One is a tightrope walker in a French circus who tries to lasso the moon. Another is a child who's been kidnapped from a Pathmark in New Jersey by people kinder than her own mother. And another searches for the remnants of family in the bombed out buildings of the Gaza Strip. There is no easy way to connect the dots between the mostly fictional female characters in "Him, Me, Muhammad Ali," Randa Jarrar's debut collection of short stories, except that they are all of Middle Eastern descent and all deviate from the usual perceptions many Americans have about Arab women.
"Lost in Freakin' Yonkers" finds a young, trash-talking Egyptian American who's pregnant with her irresponsible boyfriend's baby much to the horror of her parents. In "A Sailor," a woman who's grown apart from her husband tries to make him jealous — or at least care — by sleeping with a Turkish soldier. "A Frame in the Sky" reads like an autobiographical account of Jarrar's own family experience of being forced to leave Kuwait after Iraq invaded in 1990.
Jarrar, in her late 30s, is the American-born daughter of Palestinian and Egyptian parents, and grew up in the Persian Gulf, Cairo and the East Coast. "Him, Me, Muhammad Ali" follows Jarrar's award-winning novel, 2008's "A Map of Home" about a girl growing up between the Middle East and the U.S.
Her own experience of moving between continents and cultures is reflected all over "Him, Me, Muhammad Ali," through characters that always seem to be searching for that one place where they fit in. Often, they don't, so it's the nebulous in-between space where their lives unravel.
In "Accidental Transients," 29-year-old virgin Dina describes life on a farm with her Arab family in a rural place called Jackson. Dina has disappointed her overbearing father with her career choices, and even feels the burn when she's grappling with her own personal crisis, like learning her brother is getting married before her.

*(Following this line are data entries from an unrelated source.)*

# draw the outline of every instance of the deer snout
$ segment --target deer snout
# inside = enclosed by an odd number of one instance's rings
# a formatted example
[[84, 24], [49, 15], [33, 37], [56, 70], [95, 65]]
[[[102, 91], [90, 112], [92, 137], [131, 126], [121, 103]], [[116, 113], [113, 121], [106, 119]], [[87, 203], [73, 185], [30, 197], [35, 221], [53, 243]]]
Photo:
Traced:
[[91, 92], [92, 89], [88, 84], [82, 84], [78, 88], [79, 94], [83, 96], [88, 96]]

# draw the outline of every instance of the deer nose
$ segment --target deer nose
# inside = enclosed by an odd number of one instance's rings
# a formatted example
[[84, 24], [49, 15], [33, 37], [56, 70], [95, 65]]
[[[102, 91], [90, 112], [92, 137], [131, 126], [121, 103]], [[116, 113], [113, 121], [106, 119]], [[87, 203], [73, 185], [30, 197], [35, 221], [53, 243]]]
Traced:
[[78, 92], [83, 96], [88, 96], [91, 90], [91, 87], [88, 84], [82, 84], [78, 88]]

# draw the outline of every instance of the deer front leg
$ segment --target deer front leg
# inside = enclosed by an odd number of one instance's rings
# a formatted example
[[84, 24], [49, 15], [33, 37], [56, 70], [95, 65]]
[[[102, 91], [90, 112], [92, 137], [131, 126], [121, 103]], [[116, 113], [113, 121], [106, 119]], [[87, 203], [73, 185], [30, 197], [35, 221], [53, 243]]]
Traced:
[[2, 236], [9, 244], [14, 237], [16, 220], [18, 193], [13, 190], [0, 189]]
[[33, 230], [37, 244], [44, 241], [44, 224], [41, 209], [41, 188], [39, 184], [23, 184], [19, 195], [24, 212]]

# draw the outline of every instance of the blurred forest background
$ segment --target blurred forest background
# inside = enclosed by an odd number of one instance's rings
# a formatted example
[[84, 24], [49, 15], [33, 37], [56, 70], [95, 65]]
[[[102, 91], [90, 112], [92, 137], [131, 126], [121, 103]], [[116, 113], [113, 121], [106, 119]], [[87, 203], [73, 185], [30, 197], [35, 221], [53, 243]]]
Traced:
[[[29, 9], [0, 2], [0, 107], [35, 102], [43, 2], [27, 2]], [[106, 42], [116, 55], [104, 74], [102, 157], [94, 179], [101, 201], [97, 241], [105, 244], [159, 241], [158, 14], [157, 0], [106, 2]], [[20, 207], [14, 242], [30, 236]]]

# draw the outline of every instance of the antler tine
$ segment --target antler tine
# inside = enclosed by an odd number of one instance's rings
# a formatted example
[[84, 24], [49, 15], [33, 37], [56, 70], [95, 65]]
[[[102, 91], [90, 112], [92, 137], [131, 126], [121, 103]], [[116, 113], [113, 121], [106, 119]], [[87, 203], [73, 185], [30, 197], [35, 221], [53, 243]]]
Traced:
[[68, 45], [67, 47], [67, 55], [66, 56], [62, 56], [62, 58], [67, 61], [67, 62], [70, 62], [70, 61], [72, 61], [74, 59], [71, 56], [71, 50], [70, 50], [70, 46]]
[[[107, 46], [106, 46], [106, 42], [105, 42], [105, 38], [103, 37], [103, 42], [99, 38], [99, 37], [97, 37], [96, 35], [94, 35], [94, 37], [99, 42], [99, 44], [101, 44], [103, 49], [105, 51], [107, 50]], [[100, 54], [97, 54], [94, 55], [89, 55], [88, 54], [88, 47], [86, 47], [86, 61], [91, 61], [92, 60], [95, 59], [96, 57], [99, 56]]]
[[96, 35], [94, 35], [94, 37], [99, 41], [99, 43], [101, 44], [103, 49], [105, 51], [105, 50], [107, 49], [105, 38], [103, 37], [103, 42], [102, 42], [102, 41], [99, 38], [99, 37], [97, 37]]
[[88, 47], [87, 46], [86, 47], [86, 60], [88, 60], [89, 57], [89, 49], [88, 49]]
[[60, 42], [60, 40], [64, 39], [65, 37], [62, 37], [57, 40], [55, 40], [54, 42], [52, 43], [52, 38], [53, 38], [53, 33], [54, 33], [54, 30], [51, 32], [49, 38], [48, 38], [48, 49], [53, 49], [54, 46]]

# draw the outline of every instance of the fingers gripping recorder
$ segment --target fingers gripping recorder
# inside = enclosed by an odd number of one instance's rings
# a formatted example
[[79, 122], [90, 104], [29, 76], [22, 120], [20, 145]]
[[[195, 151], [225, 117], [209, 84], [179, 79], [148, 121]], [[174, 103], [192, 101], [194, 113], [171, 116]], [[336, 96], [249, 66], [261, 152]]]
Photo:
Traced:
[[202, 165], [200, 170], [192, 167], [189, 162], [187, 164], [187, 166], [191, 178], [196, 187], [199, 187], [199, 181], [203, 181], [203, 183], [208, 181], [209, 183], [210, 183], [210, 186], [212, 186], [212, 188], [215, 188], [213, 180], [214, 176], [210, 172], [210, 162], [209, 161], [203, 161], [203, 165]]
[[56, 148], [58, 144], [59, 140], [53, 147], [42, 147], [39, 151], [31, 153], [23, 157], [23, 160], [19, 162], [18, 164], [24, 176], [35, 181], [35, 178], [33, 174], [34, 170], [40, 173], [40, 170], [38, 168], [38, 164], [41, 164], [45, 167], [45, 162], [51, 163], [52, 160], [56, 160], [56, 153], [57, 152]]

"I just pulled into the farm and was lugging my mannequin head into the house when I found out about this," writes Jarrar. "I use the head when I teach at Moda College. My parents once hoped I'd become a scientist, marry an Arab (even though there are none around), pop out three or four kids, and win the Nobel Prize for science. Instead I'm a hairstylist and I teach on the side. Today's class was on blowouts."
This collection is not flowery or sentimental, like many personal stories about the immigrant experience or Middle Eastern family life can be. It's instead sharp and irreverent, sometimes even unapologetically crude.
In the title story, the fictional daughter of an Ethiopian father and Egyptian mother tells how her journalist parents met while covering Ali's legendary boxing match with George Foreman in Zaire.
Her father credited Ali and Foreman's sparring partner with his daughter's existence: "'If he hadn't have pulled up his sharp and ashy elbows, Foreman wouldn't have run into them and split his eyelid open. The fight wouldn't have been delayed five weeks.' As it turned out, those weeks were all it took for my dad to capture my mother's heart and her prissy Egyptian panties."
Jarrar is hardly the romantic. Love between couples here is often no more than sex, casual and flippant in the new world, or the unwanted consequence of an arranged marriage in the old world. When her characters are in relationships, it's often in the context of a parent or family they never really had a strong bond with in the first place. It might be the resentment-filled space between mothers and daughters, or the disappointment of fathers who are just far enough out of touch to remain a mystery.
But when Jarrar's sense of humor tangles with her character's feelings of estrangement, the results are often charming and funny — in a bittersweet sort of way. Here's how one character describes the social life of her immigrant father: "My dad's best friend is an Argentine named Astor, a longtime fact checker at the Sun. Their friendship was a tango and involved very little verbal exchange. The played chess and drank coffee and maybe once or twice went fishing. Their dynamic: My father would say something — he had a way of saying everything as if it were the truth of God — and Astor would raise his full eyebrows, blink his eyes once, tilt his head and respond: 'Yes, I remember that,' 'Not true,' or 'That never happened.' I was twelve and recently arrived in New York City when I first met Astor at a dive on the Lower East Side. 'Meet Astor. He is named after Piazzolla,' my father said, and Astor raised his brows, blinked once, shook his head and said, 'Not true.'"
Many of the stories in "Him, Me, Muhammad Ali" have been published elsewhere, over a wide span of years (it has been eight years since her novel was published). That explains the inconsistent tone that is refined and detailed one minute, reckless and immature the next.
And around half of these short stories don't feel fully explored or finished. They are unique and original but sometimes lack a satisfying conclusion or realization.
Or maybe that's the point. Nothing is conclusive, or clear, or clean — especially when the world around you never seems to be your own.